Dalam perspektif Ilmu Hubungan Internasional sendiri, sistem ekonomi liberal sering disebut istilah kapitalis dimana sistem ekonomi kapitalis ini berusaha untuk mendapatkan keuntungan sebanyak mungkin dengan modal seefisien mungkin. Dengan adanya Omnibus Law, pengusaha akan mendapat keuntungan dari penekanan modal usaha seperti upah buruh yang murah. Dengan demikian, yang kaya akan semakin kaya dan yang miskin akan terus menjadi miskin.

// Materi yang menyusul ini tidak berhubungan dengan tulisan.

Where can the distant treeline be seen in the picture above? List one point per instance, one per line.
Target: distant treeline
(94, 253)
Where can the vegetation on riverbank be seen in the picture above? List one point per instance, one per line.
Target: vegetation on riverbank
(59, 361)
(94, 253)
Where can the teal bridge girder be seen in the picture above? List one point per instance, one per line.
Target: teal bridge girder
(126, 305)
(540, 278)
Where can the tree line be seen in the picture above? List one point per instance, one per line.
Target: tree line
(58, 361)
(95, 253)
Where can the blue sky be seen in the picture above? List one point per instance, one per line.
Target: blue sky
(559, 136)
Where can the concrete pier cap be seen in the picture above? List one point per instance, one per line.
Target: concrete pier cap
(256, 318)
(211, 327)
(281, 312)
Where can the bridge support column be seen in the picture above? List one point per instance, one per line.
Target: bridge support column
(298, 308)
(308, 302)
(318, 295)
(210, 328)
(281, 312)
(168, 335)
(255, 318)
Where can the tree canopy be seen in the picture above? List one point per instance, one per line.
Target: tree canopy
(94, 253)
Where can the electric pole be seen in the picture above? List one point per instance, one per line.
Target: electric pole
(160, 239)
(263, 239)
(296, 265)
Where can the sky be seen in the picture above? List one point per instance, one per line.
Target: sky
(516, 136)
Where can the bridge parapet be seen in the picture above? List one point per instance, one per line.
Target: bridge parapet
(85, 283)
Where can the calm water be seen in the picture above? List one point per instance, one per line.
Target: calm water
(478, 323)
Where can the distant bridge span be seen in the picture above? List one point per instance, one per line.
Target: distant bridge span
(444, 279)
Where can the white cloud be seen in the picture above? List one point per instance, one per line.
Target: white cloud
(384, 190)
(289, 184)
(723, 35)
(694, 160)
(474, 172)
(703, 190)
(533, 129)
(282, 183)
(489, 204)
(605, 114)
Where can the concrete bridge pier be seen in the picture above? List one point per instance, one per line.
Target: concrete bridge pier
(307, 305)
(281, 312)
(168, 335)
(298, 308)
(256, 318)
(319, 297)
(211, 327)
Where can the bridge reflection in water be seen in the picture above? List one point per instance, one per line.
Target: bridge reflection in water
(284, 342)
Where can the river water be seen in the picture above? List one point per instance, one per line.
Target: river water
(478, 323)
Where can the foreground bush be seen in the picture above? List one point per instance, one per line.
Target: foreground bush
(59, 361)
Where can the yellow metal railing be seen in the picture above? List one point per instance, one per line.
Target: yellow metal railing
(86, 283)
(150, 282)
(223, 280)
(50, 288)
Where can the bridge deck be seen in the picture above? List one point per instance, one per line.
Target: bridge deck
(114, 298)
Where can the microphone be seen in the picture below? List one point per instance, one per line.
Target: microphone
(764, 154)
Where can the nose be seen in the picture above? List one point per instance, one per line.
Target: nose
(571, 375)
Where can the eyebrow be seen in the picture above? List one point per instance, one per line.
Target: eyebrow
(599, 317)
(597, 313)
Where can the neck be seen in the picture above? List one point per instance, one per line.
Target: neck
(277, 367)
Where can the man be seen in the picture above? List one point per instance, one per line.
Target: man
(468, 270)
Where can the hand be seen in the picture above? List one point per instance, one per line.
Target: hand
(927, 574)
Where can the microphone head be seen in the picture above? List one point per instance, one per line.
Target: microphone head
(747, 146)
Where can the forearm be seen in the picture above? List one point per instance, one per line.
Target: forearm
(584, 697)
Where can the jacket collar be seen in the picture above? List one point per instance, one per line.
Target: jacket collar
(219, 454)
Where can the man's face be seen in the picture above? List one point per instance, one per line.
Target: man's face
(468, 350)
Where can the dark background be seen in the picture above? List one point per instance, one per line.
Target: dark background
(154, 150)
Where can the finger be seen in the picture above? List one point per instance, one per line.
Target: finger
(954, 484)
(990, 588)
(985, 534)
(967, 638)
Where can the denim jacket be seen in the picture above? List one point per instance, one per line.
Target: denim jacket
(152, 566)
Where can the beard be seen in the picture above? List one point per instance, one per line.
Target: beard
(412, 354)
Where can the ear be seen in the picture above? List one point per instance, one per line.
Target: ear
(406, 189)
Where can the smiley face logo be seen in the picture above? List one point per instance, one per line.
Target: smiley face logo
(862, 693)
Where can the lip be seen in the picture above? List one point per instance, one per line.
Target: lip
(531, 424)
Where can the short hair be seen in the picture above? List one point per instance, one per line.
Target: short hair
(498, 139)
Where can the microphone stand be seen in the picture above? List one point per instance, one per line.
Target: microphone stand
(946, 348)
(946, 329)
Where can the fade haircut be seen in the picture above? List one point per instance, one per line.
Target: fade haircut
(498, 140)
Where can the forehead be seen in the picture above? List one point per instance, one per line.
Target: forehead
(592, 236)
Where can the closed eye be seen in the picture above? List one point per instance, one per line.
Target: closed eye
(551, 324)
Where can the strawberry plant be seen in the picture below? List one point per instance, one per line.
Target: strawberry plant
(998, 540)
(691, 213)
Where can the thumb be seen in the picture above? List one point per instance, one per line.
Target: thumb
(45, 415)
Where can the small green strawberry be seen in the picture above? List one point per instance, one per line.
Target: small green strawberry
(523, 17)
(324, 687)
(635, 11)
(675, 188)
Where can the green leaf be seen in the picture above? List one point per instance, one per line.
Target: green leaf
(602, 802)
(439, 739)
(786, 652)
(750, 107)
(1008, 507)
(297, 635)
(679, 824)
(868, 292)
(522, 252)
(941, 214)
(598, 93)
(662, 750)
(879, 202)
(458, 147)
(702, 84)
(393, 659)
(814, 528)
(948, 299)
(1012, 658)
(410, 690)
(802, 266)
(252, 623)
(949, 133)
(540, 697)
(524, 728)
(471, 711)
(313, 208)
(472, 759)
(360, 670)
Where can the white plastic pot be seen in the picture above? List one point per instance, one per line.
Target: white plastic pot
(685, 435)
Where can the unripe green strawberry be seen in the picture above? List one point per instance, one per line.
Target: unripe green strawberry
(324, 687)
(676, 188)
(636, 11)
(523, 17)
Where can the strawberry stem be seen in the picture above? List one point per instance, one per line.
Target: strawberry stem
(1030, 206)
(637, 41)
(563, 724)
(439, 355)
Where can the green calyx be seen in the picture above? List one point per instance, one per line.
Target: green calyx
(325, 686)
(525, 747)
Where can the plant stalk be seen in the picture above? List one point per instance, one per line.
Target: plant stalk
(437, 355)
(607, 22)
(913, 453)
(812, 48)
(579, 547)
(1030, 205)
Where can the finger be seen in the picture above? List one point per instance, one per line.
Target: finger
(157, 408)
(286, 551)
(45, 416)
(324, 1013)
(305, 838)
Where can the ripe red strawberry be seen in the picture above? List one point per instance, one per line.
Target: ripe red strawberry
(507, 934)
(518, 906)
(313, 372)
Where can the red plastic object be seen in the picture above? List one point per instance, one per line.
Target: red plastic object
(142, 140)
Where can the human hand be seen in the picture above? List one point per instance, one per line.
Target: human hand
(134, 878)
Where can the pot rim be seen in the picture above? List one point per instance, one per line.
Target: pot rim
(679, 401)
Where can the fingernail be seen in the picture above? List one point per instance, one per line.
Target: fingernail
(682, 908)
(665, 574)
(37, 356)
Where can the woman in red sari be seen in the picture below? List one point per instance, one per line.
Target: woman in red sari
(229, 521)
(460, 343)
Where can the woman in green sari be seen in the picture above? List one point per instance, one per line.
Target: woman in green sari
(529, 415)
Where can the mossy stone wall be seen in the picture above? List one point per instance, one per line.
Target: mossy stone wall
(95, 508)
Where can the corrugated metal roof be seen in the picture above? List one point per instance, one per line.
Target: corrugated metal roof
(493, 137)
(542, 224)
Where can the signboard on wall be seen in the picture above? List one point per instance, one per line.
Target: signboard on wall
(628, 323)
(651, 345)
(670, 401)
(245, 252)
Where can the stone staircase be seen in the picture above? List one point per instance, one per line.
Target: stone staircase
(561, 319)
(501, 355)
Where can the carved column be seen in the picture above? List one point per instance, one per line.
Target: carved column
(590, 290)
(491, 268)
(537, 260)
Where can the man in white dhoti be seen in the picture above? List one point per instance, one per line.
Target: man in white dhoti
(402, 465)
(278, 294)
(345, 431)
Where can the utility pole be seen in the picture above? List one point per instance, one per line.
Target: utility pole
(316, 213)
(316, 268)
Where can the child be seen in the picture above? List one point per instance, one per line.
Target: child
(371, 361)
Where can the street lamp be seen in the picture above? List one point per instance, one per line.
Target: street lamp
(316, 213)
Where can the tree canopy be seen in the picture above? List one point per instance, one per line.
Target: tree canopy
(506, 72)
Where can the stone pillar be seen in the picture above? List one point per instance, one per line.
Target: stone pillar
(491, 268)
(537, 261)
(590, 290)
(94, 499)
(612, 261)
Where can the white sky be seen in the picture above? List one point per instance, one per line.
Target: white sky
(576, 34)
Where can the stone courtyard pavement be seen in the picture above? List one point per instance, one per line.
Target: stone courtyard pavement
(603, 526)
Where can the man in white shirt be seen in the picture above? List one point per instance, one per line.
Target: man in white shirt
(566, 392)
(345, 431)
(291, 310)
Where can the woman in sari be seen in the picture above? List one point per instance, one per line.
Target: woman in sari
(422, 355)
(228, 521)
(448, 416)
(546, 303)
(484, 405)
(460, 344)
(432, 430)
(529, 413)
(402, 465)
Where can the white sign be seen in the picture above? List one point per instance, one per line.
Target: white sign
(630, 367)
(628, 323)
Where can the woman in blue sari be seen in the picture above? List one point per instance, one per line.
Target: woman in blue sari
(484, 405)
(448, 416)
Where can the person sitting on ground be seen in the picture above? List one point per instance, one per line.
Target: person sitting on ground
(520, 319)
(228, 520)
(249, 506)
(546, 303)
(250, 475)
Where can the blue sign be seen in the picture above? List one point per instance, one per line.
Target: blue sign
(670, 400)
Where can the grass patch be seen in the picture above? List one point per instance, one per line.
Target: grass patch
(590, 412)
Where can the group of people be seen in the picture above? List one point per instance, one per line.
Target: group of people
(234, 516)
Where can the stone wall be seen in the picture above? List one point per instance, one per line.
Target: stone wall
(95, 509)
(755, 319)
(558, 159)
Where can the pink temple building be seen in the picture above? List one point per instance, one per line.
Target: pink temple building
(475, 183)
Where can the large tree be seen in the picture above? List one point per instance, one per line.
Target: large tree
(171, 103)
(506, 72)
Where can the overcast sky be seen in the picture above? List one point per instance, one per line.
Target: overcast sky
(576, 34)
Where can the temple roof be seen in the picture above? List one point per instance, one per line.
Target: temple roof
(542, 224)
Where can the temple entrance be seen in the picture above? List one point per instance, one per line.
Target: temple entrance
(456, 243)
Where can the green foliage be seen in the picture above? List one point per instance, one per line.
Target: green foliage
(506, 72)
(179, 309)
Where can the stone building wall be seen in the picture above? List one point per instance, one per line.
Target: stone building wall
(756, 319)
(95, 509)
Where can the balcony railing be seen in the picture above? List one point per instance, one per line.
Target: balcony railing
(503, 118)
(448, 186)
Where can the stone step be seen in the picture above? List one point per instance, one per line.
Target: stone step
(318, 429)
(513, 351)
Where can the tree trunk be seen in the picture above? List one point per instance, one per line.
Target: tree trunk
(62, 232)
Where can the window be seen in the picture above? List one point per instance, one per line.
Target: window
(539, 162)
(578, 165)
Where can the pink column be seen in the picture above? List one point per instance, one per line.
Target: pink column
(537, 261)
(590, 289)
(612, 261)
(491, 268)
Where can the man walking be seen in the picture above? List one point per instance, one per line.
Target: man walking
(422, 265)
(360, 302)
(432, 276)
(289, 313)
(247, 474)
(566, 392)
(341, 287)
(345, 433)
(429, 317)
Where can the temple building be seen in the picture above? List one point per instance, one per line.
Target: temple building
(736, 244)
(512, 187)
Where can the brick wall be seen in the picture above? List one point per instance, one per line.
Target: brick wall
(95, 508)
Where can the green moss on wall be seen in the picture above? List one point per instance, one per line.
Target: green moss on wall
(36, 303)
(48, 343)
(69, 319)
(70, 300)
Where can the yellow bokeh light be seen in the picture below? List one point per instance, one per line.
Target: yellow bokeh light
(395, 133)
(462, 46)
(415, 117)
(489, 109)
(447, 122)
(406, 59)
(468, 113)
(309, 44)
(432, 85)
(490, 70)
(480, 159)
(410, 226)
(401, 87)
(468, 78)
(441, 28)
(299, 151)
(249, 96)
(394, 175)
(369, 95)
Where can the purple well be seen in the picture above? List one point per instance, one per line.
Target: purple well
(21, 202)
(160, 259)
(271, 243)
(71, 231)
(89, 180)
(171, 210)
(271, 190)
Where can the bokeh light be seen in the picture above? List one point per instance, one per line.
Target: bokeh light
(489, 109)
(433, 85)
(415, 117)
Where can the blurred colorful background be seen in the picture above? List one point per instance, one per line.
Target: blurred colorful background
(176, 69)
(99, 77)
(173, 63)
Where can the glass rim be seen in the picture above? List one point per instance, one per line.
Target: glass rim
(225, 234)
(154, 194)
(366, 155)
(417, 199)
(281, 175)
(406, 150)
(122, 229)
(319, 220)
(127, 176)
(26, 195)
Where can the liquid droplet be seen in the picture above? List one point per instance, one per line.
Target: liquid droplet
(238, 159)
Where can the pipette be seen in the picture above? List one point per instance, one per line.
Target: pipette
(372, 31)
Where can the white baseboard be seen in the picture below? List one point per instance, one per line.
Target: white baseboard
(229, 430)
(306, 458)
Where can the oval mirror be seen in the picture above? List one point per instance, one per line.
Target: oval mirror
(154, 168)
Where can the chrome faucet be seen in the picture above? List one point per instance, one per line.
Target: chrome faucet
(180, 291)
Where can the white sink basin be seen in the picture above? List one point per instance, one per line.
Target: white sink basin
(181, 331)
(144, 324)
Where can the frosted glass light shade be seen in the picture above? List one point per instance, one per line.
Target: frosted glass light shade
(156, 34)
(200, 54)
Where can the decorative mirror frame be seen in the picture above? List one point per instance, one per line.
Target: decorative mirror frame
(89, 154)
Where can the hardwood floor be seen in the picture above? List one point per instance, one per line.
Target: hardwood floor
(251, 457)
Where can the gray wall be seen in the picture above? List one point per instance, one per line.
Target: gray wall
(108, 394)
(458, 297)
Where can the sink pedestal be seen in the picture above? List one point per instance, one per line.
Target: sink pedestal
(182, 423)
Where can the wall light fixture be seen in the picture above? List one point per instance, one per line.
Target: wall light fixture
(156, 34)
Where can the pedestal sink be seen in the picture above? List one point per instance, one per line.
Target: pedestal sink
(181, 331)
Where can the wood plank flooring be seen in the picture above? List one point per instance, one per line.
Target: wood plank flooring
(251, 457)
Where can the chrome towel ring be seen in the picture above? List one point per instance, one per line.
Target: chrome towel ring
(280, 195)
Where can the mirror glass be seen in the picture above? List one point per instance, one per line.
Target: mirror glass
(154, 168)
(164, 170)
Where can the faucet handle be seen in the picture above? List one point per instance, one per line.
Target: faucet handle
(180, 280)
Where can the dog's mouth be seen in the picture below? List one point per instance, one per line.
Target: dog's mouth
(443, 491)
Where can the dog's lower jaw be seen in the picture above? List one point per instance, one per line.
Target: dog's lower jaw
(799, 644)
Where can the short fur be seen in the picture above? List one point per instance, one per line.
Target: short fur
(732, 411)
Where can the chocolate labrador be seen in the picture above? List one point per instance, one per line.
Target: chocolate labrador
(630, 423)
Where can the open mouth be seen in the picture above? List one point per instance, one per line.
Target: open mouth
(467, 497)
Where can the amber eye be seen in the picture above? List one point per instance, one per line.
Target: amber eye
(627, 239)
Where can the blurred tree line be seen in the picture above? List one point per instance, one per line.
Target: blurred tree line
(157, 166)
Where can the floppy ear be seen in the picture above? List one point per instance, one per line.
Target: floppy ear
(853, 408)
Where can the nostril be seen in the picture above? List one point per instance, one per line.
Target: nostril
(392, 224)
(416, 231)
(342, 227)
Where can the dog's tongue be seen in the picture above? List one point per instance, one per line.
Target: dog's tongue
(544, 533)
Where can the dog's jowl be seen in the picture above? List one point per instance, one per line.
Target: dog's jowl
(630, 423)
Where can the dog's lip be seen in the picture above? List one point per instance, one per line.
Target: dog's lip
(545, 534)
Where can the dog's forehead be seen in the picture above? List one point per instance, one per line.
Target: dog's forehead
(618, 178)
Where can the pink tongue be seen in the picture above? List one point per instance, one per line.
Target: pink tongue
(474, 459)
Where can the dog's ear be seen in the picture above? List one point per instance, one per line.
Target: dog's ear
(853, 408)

Pro dan kontra mengenai omnibus law ini menjadi tema perdebatan yang hangat dan alot. Disatu sisi pemerintah berusaha memulihkan perekonomian Indonesia yang terkena dampak dari pandemi Covid-19. Disisi lain pengesahan Omnibus Law ini akan berdampak pada kesejahteraan masyarakat, terutama para Buruh.
Dengan kata lain, Omnibus Law ini bak pedang bermata dua, dapat berdampak baik sekaligus berdampak buruk bagi Indonesia tergantung dari perspektif mana yang kita pakai untuk melihat Omnibus Law ini.